Mysql – Fastest way to delete matching rows in MySQL

deleteMySQL

I have more than 10 million records in a table. I want to delete the
records where the email column contains .ac..

What is the fastest method to perform the task?

Table Schema

CREATE TABLE `master` (
   `id` int(11) NOT NULL AUTO_INCREMENT,  
   `email` varchar(255) NOT NULL,
   PRIMARY KEY (`id`)
) ENGINE=MyISAM AUTO_INCREMENT=1 DEFAULT CHARSET=latin1;

Delete Query

DELETE FROM `master` WHERE ( email LIKE "%.ac.%" );

Best Answer

You have not given much of a table description. Notwithstanding, I will try to answer your question.

For this example, let's use this table:

CREATE TABLE mytable
(
    id INT NOT NULL AUTO_INCREMENT,
    email VARCHAR(255),
    PRIMARY KEY (id)
);

First, try counting all the IDs that have .ac. in the email column.

SELECT COUNT(1) INTO @CompleteCount FROM mytable;
SELECT COUNT(1) INTO @DeleteCount FROM mytable WHERE LOCATE('.ac.',email) > 0;

There are two approaches to doing a DELETE:

APPROACH #1 : DELETE JOIN

If @DeleteCount < 5% of @CompleteCount, use a list of IDs to DELETE from mytable:

CREATE TABLE mytable_delete_id
SELECT id FROM mytable WHERE LOCATE('.ac.',email) > 0;
ALTER TABLE mytable_delete_id ADD PRIMARY KEY (id);
DELETE B.* FROM mytable_delete_id A INNER JOIN mytable B USING (id);
DROP TABLE mytable_delete_id;

This helps take the guess work out of which rows to DELETE by using a SELECT to get the IDs. The JOIN takes care of the DELETE.
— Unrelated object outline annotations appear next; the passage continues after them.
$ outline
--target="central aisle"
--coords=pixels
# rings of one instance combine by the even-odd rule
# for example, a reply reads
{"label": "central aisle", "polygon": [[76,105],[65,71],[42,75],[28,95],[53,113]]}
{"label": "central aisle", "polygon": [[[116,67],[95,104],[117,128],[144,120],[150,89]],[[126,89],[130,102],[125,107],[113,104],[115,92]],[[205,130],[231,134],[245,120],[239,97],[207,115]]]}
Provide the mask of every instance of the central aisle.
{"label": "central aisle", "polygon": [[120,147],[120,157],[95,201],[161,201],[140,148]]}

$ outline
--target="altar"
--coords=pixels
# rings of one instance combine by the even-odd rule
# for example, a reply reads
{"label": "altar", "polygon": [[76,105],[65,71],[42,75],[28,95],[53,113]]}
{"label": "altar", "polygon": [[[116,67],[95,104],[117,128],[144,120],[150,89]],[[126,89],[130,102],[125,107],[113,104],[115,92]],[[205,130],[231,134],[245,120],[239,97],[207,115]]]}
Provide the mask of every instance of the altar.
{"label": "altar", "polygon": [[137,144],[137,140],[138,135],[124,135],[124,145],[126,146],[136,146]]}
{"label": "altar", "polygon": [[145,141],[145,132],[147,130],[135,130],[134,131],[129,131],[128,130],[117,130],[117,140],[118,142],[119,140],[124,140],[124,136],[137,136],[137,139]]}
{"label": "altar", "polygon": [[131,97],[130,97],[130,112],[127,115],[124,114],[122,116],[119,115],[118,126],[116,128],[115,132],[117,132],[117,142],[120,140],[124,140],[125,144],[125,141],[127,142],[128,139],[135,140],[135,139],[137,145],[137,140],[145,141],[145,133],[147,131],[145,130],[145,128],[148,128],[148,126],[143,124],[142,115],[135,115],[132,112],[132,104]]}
APPROACH #2 : CREATE A NEW TABLE

If you have the following conditions:

  • @DeleteCount > 30% of @CompleteCount
  • your table does not have foreign keys/constraints

you could just create a new table and filter out the rows with .ac. in the email column:

CREATE TABLE mytable_new LIKE mytable;
#insert rows which does not contain '.ac.' from mytable
INSERT INTO mytable_new SELECT * FROM mytable WHERE LOCATE('.ac.',email) = 0;
ALTER TABLE mytable RENAME mytable_old;
ALTER TABLE mytable_new RENAME mytable;
DROP TABLE mytable_old;

EPILOGUE

You can do either of these methods without checking table counta ahead of time. They will both work. If you are concerned that .ac. is in a huge number of rows, go with APPROACH #2. If there are not that many occurrences, go with APPROACH #1.